4. And wishing I could hide somewhere with a bottle of whiskey.
ONE had stripped down to his underwear, I looked like a half-price hooker, and TWO was completely naked because I had just plunked him into the tub. Right when I pulled out the shampoo, ONE ran into the bathroom and shouted, “There’s an old lady at the door!” and I said, “Oh?“ and went about my business. He asked if he could let her in and I said NO and then asked him which door she was at. He said the back door. I explained I couldn’t answer it right now, but I was sure she will leave a note or come back later or something.
He then ran back to the kitchen presumably to shout through the door “My mommy says you have to go away” or something equally embarrassing, and …
I heard him yell, “SHE’S IN OUR HOUSE!”
At that point I scooped up a soaking wet, 30-pound toddler and ran into the kitchen to find my next-door neighbor standing in the middle of my home. Now, this is kind of sad, but she has dementia. She came over to tell me she got some packages at her house that had baby clothes in them and realized they didn’t belong to her when she opened them, so she came to tell me. And the door was unlocked … so … there she was. Right there. In my house.
I said thank you and I will get them as soon as possible and thank you again and I hoped she would have a good evening, but … she has dementia, you see. So she didn’t leave. She talked to my naked children instead, which is understandable.

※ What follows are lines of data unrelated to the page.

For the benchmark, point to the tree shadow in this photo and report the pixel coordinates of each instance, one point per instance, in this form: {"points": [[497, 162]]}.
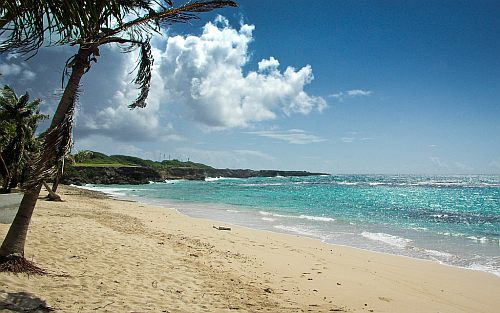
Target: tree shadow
{"points": [[23, 302]]}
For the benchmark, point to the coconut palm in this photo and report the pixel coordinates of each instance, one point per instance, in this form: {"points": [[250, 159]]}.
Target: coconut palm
{"points": [[87, 25], [19, 121]]}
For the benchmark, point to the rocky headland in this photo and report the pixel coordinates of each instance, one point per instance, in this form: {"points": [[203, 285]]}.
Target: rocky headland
{"points": [[80, 175]]}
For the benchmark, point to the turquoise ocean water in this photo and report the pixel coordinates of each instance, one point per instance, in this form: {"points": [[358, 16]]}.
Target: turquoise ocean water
{"points": [[453, 220]]}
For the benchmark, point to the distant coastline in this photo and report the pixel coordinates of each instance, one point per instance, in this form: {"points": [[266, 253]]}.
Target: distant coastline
{"points": [[131, 175]]}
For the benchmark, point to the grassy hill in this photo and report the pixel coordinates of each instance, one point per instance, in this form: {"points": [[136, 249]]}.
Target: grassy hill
{"points": [[97, 159]]}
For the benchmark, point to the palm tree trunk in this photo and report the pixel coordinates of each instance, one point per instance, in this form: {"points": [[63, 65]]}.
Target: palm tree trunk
{"points": [[16, 237], [57, 178], [13, 244]]}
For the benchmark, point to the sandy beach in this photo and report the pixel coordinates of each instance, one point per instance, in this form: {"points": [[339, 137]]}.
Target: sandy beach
{"points": [[108, 255]]}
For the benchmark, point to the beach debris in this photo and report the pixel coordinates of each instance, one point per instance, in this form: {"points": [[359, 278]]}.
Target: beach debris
{"points": [[222, 227]]}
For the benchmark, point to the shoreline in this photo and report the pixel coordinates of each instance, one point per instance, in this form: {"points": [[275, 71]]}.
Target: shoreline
{"points": [[182, 207], [127, 256]]}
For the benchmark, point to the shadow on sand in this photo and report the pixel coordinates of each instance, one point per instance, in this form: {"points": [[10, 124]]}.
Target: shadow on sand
{"points": [[22, 302]]}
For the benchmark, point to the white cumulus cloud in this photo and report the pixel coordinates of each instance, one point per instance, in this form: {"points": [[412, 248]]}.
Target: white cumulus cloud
{"points": [[17, 70], [341, 95], [293, 136], [206, 73]]}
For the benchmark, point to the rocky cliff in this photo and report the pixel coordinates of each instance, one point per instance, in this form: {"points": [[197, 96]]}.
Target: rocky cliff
{"points": [[142, 175]]}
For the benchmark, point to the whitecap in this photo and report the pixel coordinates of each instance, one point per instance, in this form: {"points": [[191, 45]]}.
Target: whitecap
{"points": [[387, 239]]}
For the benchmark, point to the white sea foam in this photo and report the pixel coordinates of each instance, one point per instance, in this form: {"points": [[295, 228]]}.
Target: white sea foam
{"points": [[300, 231], [387, 239], [269, 219], [478, 239], [439, 254], [347, 183], [317, 218], [485, 268], [302, 216], [214, 178]]}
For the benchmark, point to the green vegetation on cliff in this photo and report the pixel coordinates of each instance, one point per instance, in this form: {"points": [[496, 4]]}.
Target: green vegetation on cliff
{"points": [[97, 159]]}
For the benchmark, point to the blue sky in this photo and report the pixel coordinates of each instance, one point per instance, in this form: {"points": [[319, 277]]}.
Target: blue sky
{"points": [[332, 86]]}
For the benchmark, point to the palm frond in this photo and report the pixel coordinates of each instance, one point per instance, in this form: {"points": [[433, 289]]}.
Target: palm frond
{"points": [[144, 73]]}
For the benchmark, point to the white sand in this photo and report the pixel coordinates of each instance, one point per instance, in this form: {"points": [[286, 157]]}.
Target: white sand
{"points": [[118, 256]]}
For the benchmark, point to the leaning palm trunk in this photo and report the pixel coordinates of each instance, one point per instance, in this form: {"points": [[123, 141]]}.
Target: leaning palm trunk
{"points": [[56, 144]]}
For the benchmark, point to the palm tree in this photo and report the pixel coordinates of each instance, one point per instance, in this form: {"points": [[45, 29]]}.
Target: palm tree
{"points": [[87, 24], [19, 121]]}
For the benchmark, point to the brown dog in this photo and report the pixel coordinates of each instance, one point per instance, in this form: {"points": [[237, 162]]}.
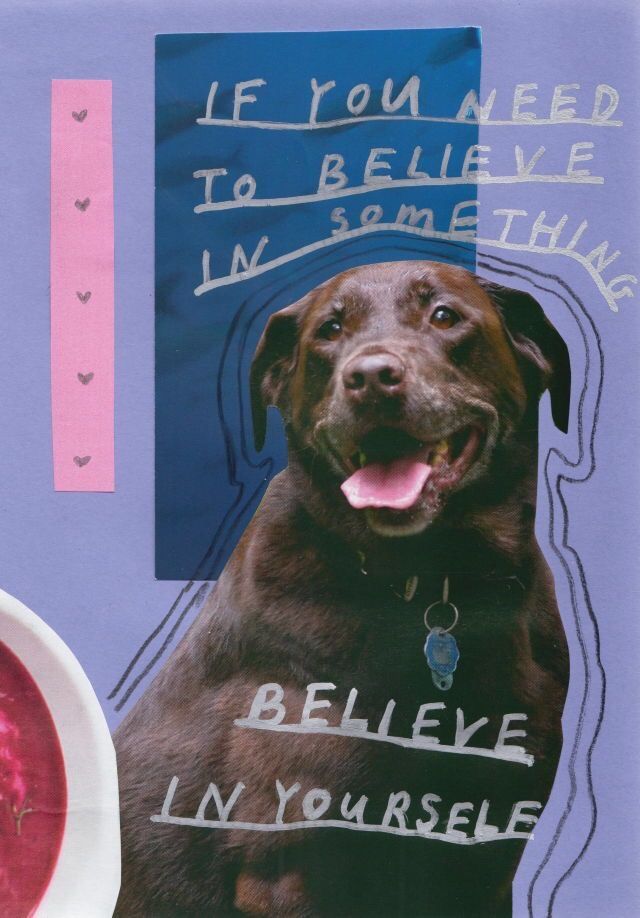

As TWO got heavier and heavier, and my pregnant back and arms started to really hurt (I couldn’t put him down since he was wet and would slip on the tile), I very kindly steered her out and assured her I’d come by to get the packages as soon as I had a chance.
Then I locked the door.
I returned to what I was doing and had just put TWO in his crib and was — of course — on the toilet peeing when ONE came rocketing down the hallway yelling “She‘s back!!!” And indeed she was, this time with the packages. My thoughtful Aunt Nancy from Alabama mailed some little girl clothes for THREE.
Someday when she is older I will tell her the story of The Hard-Won Frilly Clothes and how important it is to always, always lock her doors.